Alphanumeric sorting with PostgreSQL

user1464055 picture user1464055 · Jul 10, 2012 · Viewed 23.1k times · Source

In the database, I have various alpha-numeric strings in the following format:

10_asdaasda
100_inkskabsjd
11_kancaascjas
45_aksndsialcn
22_dsdaskjca
100_skdnascbka

I want them to essentially be sorted by the number in front of the string and then the string name itself, but of course, characters are compared one by one and so the result of Order by name produces:

10_asdaasda
100_inkskabsjd
100_skdnascbka
11_kancaascjas
22_dsdaskjca
45_aksndsialcn

instead of the order I'd prefer:

10_asdaasda
11_kancaascjas
22_dsdaskjca
45_aksndsialcn
100_inkskabsjd
100_skdnascbka

Honestly, I would be fine if the strings were just sorted by the number in front. I'm not too familiar with PostgreSQL, so I wasn't sure what the best way to do this would be. I'd appreciate any help!

Answer

Erwin Brandstetter picture Erwin Brandstetter · Jul 10, 2012

The ideal way would be to normalize your data and split the two components of the column into two individual columns. One of type integer, one text.
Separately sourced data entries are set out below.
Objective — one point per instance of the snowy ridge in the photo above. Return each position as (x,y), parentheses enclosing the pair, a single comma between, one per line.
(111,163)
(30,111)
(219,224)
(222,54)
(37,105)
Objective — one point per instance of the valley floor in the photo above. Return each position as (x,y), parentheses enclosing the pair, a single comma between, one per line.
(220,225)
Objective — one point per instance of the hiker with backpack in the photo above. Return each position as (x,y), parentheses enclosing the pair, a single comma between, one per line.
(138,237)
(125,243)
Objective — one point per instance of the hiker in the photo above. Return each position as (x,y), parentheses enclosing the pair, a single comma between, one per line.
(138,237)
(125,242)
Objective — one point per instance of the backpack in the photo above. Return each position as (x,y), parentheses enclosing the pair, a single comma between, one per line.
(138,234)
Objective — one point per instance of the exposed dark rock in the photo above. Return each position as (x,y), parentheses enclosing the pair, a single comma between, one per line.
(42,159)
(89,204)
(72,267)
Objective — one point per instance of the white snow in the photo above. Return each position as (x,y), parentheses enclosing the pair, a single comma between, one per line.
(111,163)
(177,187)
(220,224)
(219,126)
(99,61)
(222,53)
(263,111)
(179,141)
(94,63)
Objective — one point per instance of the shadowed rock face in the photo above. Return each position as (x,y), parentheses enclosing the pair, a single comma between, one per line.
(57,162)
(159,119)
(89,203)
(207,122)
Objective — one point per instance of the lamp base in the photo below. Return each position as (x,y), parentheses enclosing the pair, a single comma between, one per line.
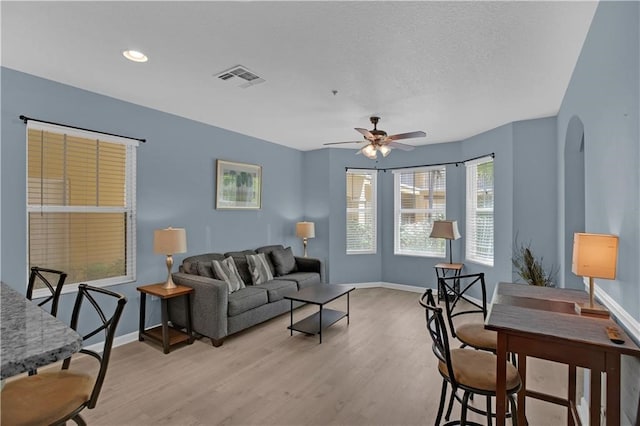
(586,309)
(169,285)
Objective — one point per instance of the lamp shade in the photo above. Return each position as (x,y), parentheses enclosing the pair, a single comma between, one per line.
(169,241)
(595,255)
(447,229)
(305,230)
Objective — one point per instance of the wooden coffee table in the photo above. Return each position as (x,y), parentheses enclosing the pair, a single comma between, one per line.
(319,294)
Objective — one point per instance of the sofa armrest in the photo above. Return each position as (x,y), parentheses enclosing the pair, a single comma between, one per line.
(208,305)
(310,264)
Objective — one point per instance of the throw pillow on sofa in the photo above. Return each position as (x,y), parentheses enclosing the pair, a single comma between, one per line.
(205,269)
(259,268)
(226,271)
(284,261)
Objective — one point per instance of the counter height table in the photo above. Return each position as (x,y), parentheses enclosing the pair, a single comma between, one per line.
(541,322)
(31,337)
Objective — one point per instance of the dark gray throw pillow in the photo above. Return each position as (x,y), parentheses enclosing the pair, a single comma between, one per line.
(205,270)
(284,261)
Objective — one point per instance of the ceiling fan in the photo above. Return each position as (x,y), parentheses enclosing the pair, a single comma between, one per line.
(378,140)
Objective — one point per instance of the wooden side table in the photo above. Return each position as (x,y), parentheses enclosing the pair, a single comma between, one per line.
(442,271)
(165,334)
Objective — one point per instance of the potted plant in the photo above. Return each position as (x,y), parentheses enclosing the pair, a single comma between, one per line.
(530,268)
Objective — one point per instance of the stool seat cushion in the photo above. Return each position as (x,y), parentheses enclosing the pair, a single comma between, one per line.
(477,369)
(44,398)
(475,335)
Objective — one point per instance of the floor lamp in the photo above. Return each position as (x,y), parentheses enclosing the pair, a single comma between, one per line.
(305,230)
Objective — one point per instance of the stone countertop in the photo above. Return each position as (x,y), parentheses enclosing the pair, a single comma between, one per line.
(29,336)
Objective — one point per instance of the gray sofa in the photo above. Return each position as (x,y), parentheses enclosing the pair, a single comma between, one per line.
(216,313)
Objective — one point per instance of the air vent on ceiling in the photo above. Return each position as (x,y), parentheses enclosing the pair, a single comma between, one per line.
(241,76)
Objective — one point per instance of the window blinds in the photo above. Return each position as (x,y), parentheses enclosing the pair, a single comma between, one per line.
(479,211)
(361,211)
(81,203)
(420,199)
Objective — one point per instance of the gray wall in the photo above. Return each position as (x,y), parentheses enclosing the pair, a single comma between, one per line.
(603,95)
(175,176)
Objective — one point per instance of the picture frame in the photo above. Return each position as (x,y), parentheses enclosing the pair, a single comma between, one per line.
(238,186)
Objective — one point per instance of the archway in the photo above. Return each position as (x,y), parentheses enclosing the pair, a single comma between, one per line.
(574,197)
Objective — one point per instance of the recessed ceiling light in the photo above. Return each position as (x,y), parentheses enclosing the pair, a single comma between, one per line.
(135,56)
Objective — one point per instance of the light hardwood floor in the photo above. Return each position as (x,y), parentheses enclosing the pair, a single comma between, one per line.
(378,370)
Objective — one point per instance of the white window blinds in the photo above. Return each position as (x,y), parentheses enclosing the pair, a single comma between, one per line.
(420,199)
(479,222)
(361,211)
(81,203)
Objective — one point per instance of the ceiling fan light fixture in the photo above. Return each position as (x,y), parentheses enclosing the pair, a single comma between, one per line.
(369,151)
(135,56)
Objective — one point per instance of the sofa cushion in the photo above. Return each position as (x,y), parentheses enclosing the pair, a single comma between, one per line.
(267,251)
(283,261)
(189,263)
(260,271)
(240,258)
(226,271)
(303,279)
(205,269)
(246,299)
(277,289)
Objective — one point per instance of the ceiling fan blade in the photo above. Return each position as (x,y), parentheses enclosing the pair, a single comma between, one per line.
(419,134)
(402,146)
(367,134)
(338,143)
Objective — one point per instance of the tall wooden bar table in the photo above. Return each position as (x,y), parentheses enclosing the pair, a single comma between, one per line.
(541,322)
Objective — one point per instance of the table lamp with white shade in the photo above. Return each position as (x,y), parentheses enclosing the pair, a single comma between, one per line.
(594,256)
(305,230)
(169,241)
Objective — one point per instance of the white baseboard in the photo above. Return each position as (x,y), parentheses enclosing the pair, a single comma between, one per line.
(630,324)
(583,410)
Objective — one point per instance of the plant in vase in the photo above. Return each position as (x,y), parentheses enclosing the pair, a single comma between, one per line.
(530,268)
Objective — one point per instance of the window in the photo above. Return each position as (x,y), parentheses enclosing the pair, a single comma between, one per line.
(479,226)
(81,203)
(361,211)
(420,199)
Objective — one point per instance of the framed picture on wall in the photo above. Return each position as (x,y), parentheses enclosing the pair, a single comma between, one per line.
(238,185)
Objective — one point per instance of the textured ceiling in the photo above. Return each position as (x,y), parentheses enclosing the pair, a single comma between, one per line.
(453,69)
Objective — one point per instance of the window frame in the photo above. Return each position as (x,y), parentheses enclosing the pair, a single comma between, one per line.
(129,208)
(398,211)
(373,210)
(472,212)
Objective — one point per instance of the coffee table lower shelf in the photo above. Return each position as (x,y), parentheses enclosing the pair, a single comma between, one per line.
(311,324)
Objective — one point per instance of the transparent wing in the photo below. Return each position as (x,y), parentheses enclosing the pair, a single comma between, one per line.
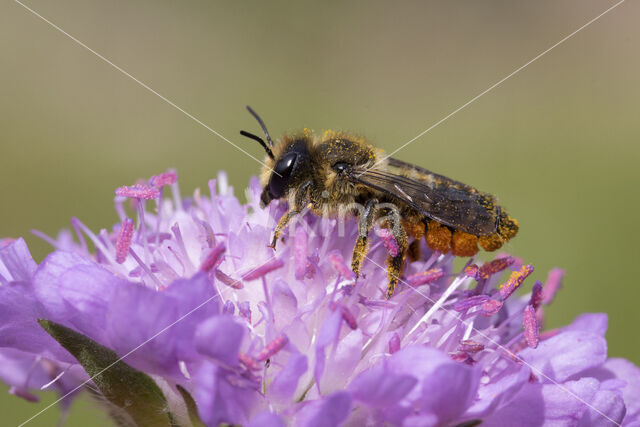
(449,202)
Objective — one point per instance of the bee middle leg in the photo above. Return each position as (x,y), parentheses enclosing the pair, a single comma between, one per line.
(362,244)
(300,201)
(396,263)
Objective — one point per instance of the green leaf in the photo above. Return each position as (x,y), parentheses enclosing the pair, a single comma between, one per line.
(125,387)
(192,408)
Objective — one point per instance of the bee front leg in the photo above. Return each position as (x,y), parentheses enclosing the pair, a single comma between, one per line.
(362,245)
(300,201)
(396,263)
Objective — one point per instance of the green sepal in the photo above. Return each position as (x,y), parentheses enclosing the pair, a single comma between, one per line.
(125,387)
(192,408)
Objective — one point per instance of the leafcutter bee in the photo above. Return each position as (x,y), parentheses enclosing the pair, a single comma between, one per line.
(339,169)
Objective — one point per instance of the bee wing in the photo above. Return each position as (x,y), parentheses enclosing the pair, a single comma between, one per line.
(449,202)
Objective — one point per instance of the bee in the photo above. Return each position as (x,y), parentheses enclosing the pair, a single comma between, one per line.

With the current table, you can do something like demonstrated here:

WITH x(t) AS (
    VALUES
     ('10_asdaasda')
    ,('100_inkskabsjd')
    ,('11_kancaascjas')
    ,('45_aksndsialcn')
    ,('22_dsdaskjca')
    ,('100_skdnascbka')
    )
SELECT t
FROM   x
ORDER  BY (substring(t, '^[0-9]+'))::int     -- cast to integer
          ,substring(t, '[^0-9_].*$')        -- works as text

The same substring() expressions can be used to split the column.

The regular expressions are somewhat fault tolerant:

  • The first regex picks the longest numeric string from the left, NULL if no digits are found, so the cast to integer can't go wrong.

  • The second regex picks the rest of the string from the first character that is not a digit or '_'.

If the underscore is unambiguous as separator anyway, split_part() is faster:

ORDER  BY (split_part(t, '_', 1)::int
          ,split_part(t, '_', 2)

Answer for your example

SELECT name
FROM   nametable
ORDER  BY (split_part(name, '_', 1)::int
          ,split_part(name, '_', 2)